This is the less is more approach.

Essentially by putting yourself in a situation that seems more romantic by nature without actually showing you and the other person.

Because what we found is generally speaking, our minds are our own worst enemies. This applies more to my clients who are just heartbroken and desperate to get their exes back but it also applies to your ex, her wondering if you’re with some other woman.

That is going to be even more complicated if she can’t confirm if you’ve got another woman.

And what the cool part is, I get to see both sides of the coin, right? So I work with both men and women. And I can tell you, women are overly obsessive about this if you do it correctly. But that’s the less is more approach on social media.

You can post pictures. What’s the less is more approach on text messaging?

Now, this is a really interesting thing. Ultimately, you’re going to have to use the elude strategy, essentially alluding or putting yourself in a romantic environment when you’re talking to your ex-girlfriend and mentioning that you’re in the romantic environment with a friend. You don’t tell her what gender the friend is. You see if she’s willing to fish. We’ve actually seen this work extremely well for some of our clients on the Ex Recovery Program Facebook group.

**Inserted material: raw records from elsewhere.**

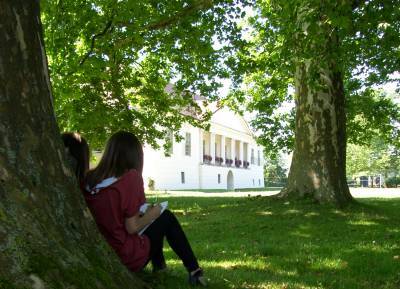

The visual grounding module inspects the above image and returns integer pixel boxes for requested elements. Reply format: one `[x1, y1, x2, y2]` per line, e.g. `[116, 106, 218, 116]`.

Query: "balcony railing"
[203, 154, 212, 164]
[202, 155, 249, 169]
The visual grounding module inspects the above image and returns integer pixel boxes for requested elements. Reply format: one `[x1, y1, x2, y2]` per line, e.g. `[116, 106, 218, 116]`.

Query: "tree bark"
[0, 2, 148, 288]
[279, 5, 354, 206]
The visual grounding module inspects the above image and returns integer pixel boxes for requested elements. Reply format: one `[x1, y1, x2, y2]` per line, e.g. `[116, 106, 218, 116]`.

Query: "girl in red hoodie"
[84, 131, 206, 286]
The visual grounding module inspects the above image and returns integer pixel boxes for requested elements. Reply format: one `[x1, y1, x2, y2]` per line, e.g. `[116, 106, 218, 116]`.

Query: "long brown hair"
[62, 132, 90, 182]
[86, 131, 143, 188]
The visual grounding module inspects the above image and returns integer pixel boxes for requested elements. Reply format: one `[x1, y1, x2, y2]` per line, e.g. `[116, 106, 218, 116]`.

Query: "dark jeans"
[143, 209, 199, 272]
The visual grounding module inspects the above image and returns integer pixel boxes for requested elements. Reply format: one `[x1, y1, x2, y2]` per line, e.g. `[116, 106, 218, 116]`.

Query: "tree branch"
[351, 0, 365, 10]
[144, 0, 214, 31]
[79, 20, 113, 66]
[78, 0, 214, 66]
[114, 0, 214, 49]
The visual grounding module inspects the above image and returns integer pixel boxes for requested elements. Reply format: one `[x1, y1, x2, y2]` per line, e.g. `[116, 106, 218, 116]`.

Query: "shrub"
[148, 178, 155, 191]
[385, 176, 400, 188]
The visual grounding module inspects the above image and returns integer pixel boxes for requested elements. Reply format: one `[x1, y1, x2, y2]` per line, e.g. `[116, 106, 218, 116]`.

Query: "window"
[181, 172, 185, 184]
[253, 179, 255, 186]
[257, 150, 261, 166]
[185, 132, 191, 156]
[251, 149, 255, 164]
[165, 130, 173, 157]
[218, 174, 221, 184]
[258, 179, 261, 186]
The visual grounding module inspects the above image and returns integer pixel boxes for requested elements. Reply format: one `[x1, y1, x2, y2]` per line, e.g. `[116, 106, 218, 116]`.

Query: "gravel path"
[349, 188, 400, 198]
[152, 188, 400, 198]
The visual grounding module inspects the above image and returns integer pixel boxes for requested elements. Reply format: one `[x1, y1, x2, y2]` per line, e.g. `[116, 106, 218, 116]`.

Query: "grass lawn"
[139, 195, 400, 289]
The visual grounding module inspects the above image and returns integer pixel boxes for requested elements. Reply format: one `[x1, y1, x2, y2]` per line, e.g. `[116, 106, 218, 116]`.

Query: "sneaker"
[188, 268, 207, 286]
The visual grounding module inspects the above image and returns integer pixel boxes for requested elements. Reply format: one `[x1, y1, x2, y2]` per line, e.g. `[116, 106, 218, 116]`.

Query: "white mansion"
[142, 104, 265, 190]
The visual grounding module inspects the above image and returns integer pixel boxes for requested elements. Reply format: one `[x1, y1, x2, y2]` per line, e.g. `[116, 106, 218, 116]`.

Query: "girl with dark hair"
[84, 131, 206, 286]
[62, 132, 90, 183]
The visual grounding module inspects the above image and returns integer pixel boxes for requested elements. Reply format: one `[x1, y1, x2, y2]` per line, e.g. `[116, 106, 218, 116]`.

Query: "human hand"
[147, 204, 161, 219]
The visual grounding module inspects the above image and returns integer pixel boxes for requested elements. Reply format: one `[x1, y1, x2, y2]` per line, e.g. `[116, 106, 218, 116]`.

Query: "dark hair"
[86, 131, 143, 188]
[62, 132, 90, 182]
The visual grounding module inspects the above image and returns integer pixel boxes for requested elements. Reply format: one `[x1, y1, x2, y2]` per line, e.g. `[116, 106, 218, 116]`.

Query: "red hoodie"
[84, 169, 150, 271]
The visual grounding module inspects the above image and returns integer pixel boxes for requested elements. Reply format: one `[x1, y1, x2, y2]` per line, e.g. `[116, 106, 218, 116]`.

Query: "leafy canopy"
[41, 0, 248, 149]
[42, 0, 400, 153]
[233, 0, 400, 156]
[346, 136, 400, 178]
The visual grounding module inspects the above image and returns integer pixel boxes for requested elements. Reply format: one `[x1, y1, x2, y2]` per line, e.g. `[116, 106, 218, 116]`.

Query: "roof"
[165, 83, 255, 136]
[209, 105, 254, 137]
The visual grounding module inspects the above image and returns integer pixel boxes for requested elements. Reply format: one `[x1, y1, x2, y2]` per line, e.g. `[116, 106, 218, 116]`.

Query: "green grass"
[140, 196, 400, 289]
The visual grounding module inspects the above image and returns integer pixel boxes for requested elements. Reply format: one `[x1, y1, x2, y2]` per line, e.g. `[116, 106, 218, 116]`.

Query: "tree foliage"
[41, 0, 248, 149]
[347, 89, 400, 147]
[235, 0, 400, 157]
[264, 154, 288, 186]
[347, 137, 400, 179]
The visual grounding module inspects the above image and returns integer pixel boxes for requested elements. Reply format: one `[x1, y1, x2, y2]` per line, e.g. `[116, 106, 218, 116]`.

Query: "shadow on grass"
[144, 195, 400, 289]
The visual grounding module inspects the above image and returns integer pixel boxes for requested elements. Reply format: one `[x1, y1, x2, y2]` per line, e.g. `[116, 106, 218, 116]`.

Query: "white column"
[246, 143, 249, 163]
[243, 143, 248, 167]
[210, 132, 216, 164]
[199, 129, 203, 163]
[239, 141, 243, 167]
[231, 138, 235, 161]
[221, 136, 226, 165]
[198, 128, 203, 188]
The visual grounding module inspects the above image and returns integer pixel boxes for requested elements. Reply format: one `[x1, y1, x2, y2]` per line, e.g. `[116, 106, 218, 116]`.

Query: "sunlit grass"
[347, 220, 379, 226]
[140, 196, 400, 289]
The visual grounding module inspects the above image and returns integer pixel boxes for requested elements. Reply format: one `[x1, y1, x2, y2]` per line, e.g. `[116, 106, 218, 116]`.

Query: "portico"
[201, 131, 252, 169]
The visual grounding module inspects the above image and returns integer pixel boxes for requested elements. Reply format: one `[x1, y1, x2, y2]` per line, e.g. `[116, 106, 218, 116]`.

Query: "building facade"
[142, 106, 265, 190]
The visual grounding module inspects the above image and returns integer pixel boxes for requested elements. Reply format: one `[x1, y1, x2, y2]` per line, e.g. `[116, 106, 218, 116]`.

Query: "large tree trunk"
[280, 4, 354, 206]
[0, 2, 148, 288]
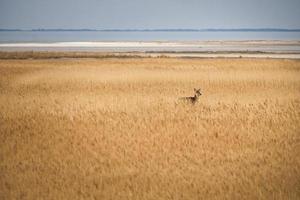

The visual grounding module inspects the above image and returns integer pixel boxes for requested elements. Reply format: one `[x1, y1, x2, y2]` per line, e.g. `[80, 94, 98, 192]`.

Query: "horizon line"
[1, 28, 300, 32]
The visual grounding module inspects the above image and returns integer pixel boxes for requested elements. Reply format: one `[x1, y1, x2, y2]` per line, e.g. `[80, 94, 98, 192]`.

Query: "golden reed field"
[0, 57, 300, 199]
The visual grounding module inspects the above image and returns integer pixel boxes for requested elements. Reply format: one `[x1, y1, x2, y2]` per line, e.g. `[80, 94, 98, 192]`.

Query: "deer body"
[180, 88, 202, 104]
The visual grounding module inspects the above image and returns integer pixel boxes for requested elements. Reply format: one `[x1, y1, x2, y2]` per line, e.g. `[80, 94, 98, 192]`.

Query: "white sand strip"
[1, 41, 300, 58]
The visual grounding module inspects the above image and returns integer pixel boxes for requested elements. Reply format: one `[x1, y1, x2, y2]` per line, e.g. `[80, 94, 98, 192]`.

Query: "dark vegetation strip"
[0, 51, 151, 59]
[0, 51, 299, 60]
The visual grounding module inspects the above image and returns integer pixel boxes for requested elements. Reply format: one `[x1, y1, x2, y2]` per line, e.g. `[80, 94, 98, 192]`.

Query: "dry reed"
[0, 58, 299, 199]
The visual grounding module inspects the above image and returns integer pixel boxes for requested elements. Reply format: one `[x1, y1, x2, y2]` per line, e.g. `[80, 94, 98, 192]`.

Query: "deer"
[180, 88, 202, 104]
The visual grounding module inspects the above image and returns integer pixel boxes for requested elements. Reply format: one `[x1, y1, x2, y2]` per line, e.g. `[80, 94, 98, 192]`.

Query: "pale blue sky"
[0, 0, 300, 29]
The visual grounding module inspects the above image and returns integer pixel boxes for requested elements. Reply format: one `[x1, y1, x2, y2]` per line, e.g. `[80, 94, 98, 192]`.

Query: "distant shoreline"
[1, 28, 300, 32]
[1, 41, 299, 55]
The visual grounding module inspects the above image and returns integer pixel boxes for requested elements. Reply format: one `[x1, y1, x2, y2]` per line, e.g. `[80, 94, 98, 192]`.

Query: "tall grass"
[0, 58, 299, 199]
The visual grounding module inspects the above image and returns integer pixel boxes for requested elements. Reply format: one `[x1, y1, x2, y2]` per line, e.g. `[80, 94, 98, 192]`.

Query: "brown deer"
[180, 88, 202, 104]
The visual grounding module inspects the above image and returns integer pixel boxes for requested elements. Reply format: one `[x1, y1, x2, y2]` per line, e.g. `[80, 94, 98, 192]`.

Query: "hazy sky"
[0, 0, 300, 29]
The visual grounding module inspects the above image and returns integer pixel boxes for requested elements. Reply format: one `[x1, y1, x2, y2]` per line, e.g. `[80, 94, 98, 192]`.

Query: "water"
[1, 31, 300, 53]
[0, 31, 300, 43]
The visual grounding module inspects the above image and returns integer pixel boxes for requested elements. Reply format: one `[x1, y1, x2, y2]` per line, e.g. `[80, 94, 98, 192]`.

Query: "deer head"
[194, 88, 202, 97]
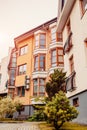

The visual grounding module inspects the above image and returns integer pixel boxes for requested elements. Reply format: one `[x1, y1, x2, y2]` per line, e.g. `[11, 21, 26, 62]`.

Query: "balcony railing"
[66, 71, 76, 92]
[63, 32, 73, 54]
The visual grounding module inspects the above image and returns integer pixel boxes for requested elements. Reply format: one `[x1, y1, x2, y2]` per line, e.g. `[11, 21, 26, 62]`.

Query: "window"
[50, 26, 57, 42]
[34, 54, 45, 71]
[20, 45, 28, 55]
[9, 69, 16, 86]
[51, 48, 64, 67]
[17, 86, 25, 97]
[33, 79, 38, 96]
[66, 71, 76, 92]
[69, 55, 74, 73]
[73, 97, 79, 107]
[63, 32, 73, 54]
[18, 64, 27, 75]
[80, 0, 87, 16]
[39, 79, 45, 96]
[33, 78, 45, 96]
[51, 50, 56, 67]
[35, 34, 46, 49]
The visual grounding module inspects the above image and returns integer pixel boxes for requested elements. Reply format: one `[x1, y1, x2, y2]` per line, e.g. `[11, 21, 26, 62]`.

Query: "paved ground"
[0, 122, 40, 130]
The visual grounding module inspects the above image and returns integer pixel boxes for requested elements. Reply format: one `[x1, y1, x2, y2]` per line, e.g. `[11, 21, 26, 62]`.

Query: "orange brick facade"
[8, 18, 64, 116]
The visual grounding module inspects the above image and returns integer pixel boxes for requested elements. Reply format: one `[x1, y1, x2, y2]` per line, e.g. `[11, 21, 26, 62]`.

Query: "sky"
[0, 0, 58, 62]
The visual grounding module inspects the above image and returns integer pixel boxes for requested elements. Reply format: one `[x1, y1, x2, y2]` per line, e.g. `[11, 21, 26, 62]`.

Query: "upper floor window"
[18, 64, 27, 75]
[20, 45, 28, 56]
[17, 86, 25, 97]
[66, 71, 76, 92]
[69, 55, 74, 73]
[64, 32, 73, 54]
[35, 34, 46, 49]
[9, 69, 16, 86]
[51, 48, 64, 67]
[50, 26, 57, 43]
[80, 0, 87, 16]
[33, 78, 45, 96]
[34, 54, 45, 71]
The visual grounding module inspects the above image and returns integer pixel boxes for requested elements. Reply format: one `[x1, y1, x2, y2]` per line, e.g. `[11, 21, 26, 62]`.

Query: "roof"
[14, 17, 57, 47]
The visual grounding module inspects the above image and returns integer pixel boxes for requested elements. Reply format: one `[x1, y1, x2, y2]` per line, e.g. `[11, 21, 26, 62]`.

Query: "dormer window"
[35, 33, 46, 49]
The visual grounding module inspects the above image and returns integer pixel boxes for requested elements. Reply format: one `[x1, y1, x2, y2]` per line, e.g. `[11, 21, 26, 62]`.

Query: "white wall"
[62, 0, 87, 97]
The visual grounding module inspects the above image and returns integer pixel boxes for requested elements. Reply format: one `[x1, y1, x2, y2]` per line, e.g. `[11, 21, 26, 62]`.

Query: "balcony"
[33, 48, 47, 55]
[31, 97, 45, 105]
[66, 71, 76, 92]
[49, 66, 64, 75]
[32, 71, 48, 79]
[49, 41, 63, 50]
[63, 32, 73, 54]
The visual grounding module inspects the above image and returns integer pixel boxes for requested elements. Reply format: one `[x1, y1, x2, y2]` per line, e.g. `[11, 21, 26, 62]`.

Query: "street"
[0, 122, 40, 130]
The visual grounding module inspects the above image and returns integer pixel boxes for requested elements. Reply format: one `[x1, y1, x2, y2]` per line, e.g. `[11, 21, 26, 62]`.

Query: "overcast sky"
[0, 0, 58, 62]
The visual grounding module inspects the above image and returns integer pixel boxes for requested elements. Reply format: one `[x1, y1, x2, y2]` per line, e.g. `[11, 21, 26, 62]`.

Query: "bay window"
[33, 78, 45, 96]
[50, 26, 57, 42]
[35, 33, 46, 49]
[51, 48, 64, 67]
[34, 54, 45, 71]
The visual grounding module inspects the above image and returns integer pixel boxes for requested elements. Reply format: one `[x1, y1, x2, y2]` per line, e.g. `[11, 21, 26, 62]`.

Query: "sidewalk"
[0, 122, 40, 130]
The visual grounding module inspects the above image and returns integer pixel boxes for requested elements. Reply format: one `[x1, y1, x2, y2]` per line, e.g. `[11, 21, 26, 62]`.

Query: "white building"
[0, 47, 12, 96]
[57, 0, 87, 124]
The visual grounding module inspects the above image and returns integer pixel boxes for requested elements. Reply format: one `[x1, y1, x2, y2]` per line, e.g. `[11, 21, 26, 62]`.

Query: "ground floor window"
[73, 97, 79, 107]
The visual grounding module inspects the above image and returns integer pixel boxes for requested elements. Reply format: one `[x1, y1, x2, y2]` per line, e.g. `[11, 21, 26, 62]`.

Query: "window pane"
[58, 56, 64, 62]
[18, 64, 26, 75]
[33, 79, 38, 95]
[52, 57, 56, 63]
[40, 34, 46, 48]
[20, 46, 28, 55]
[34, 56, 39, 70]
[58, 50, 63, 55]
[52, 50, 56, 56]
[39, 79, 45, 84]
[34, 79, 38, 85]
[40, 34, 45, 39]
[51, 27, 56, 42]
[40, 86, 45, 93]
[24, 64, 27, 72]
[25, 46, 28, 53]
[40, 55, 45, 70]
[35, 35, 39, 40]
[22, 86, 25, 96]
[51, 27, 56, 33]
[17, 87, 21, 96]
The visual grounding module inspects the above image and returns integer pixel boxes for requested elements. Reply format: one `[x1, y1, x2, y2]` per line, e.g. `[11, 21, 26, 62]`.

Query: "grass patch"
[39, 122, 87, 130]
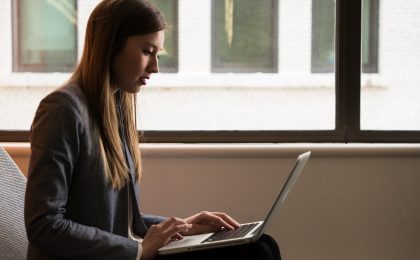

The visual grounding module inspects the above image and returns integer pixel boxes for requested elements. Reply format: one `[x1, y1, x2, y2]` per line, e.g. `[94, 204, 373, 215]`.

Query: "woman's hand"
[141, 217, 192, 260]
[181, 211, 241, 236]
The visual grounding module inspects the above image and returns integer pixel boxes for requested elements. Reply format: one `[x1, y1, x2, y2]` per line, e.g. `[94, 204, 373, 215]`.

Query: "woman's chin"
[122, 84, 142, 93]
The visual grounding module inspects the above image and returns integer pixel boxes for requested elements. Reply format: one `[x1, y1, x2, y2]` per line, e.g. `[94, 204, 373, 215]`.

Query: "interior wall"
[3, 143, 420, 260]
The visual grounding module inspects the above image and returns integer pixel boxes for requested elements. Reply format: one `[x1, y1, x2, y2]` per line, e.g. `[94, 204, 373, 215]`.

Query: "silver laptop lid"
[254, 151, 311, 239]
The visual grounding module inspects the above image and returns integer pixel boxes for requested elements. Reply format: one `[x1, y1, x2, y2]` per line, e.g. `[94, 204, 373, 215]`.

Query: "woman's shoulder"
[41, 83, 88, 113]
[46, 83, 86, 104]
[33, 83, 92, 130]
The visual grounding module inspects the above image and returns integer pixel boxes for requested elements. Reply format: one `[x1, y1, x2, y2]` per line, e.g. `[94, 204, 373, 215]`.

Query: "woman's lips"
[139, 77, 148, 85]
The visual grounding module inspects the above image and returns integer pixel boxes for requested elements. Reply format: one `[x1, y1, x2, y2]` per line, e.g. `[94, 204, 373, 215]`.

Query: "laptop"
[158, 151, 311, 255]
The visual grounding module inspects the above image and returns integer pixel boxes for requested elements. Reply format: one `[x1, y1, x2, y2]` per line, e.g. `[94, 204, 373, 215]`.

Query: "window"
[138, 0, 335, 132]
[311, 0, 379, 73]
[151, 0, 178, 73]
[361, 0, 420, 131]
[12, 0, 77, 72]
[2, 0, 420, 143]
[211, 0, 278, 72]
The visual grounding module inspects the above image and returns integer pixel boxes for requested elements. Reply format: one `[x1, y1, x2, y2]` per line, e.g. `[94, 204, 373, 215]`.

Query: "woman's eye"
[143, 50, 152, 55]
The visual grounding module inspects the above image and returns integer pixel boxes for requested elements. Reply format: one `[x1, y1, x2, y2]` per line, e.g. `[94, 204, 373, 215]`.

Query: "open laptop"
[158, 151, 311, 255]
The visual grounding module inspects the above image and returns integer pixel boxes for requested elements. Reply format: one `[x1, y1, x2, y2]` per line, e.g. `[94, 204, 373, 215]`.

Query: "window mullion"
[336, 0, 362, 142]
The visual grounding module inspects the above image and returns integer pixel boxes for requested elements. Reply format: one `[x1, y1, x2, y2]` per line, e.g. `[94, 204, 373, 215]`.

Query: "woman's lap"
[156, 234, 281, 260]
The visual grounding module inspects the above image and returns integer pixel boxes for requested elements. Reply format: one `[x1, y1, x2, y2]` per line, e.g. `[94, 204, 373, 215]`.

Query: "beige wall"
[3, 143, 420, 260]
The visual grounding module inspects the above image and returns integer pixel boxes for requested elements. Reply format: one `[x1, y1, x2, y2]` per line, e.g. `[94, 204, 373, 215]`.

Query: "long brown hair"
[70, 0, 166, 189]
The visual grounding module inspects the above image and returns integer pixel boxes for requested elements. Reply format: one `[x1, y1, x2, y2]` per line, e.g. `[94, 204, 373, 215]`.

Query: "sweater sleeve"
[24, 90, 138, 260]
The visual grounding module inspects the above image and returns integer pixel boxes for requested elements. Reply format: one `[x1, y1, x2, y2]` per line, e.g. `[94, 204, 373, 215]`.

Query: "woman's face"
[112, 30, 165, 93]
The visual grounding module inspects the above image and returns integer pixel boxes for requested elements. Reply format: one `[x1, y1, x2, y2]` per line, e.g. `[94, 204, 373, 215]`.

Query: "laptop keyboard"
[201, 223, 259, 243]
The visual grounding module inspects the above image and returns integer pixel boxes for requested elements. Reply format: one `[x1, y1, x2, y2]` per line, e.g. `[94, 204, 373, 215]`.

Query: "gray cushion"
[0, 146, 28, 259]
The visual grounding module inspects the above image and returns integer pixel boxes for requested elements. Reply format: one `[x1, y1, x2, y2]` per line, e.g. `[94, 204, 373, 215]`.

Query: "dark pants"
[156, 234, 281, 260]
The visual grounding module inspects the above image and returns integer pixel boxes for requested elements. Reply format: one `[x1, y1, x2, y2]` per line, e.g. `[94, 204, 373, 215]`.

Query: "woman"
[24, 0, 281, 259]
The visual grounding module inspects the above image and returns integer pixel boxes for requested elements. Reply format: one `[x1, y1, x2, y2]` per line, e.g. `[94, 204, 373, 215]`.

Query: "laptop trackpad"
[161, 233, 211, 250]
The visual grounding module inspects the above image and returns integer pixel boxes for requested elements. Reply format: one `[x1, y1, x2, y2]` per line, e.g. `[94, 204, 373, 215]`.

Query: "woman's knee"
[257, 234, 281, 260]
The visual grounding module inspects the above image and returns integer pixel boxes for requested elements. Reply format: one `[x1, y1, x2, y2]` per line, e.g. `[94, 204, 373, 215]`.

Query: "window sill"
[3, 142, 420, 158]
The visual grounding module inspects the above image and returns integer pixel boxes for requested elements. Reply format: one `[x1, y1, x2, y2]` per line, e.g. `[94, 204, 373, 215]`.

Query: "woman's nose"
[148, 56, 159, 73]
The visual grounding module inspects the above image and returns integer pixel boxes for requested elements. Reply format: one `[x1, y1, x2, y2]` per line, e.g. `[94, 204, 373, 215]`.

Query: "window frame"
[11, 0, 78, 73]
[2, 0, 420, 143]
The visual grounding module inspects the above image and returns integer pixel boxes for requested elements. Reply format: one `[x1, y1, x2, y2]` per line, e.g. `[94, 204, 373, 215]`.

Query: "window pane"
[361, 1, 420, 130]
[311, 0, 335, 73]
[312, 0, 378, 73]
[150, 0, 178, 72]
[361, 0, 379, 73]
[211, 0, 277, 72]
[138, 0, 335, 131]
[14, 0, 77, 72]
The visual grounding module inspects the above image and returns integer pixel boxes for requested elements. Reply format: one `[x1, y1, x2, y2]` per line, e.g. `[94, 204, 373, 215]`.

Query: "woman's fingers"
[141, 217, 192, 259]
[183, 223, 221, 235]
[159, 217, 192, 240]
[160, 217, 188, 229]
[211, 212, 241, 228]
[196, 211, 240, 229]
[182, 211, 241, 235]
[169, 232, 184, 242]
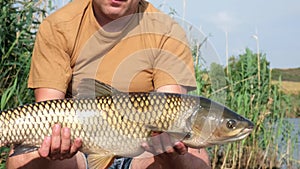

If you don’t know, we have a flagship program, there’s no pressure whatsoever, I usually never even talk about it on the podcast, but anyone who buys access to this entry level $47 product, this digital product gets access to our private Facebook support group, which I believe actually, I’m recording now and I can give you exact numbers so I don’t have to beat around the bush. I believe right now the Ex Recovery Program has about, it looks like 4,175 members, all men and women, there’s 24 people waiting to join the group.

So it looks like I need to accept some people, but here’s the point. Last week, there was a girl who literally tried the less is more jealousy sort of texts with her ex and her ex literally came back and the first question was, “Is your friend a guy?” Implying that he’s very interested if she was on a date with someone else.

So the best way to approach this is, if you’re texting your ex pretty consistently, and then maybe you stop texting your ex for a two hour window and text her back after that two hour window and basically say, “Hey, sorry. I was out at a movie with a friend.”

That’s a good example of a less is more approach because you never imply if the friend was a guy friend or just a friend that you’re taking out on a date and you just kind of give her enough rope to kind of come to the conclusions on her own. And that’s how we typically approach jealousy, which is a little different because a lot of guys or a lot of other gurus, I guess would say, “Yeah, yeah. Get the hottest girl at the bar, take a picture with the hottest girl in the bar.” That can work sometimes, but more often than not, we find the less is more approach works better.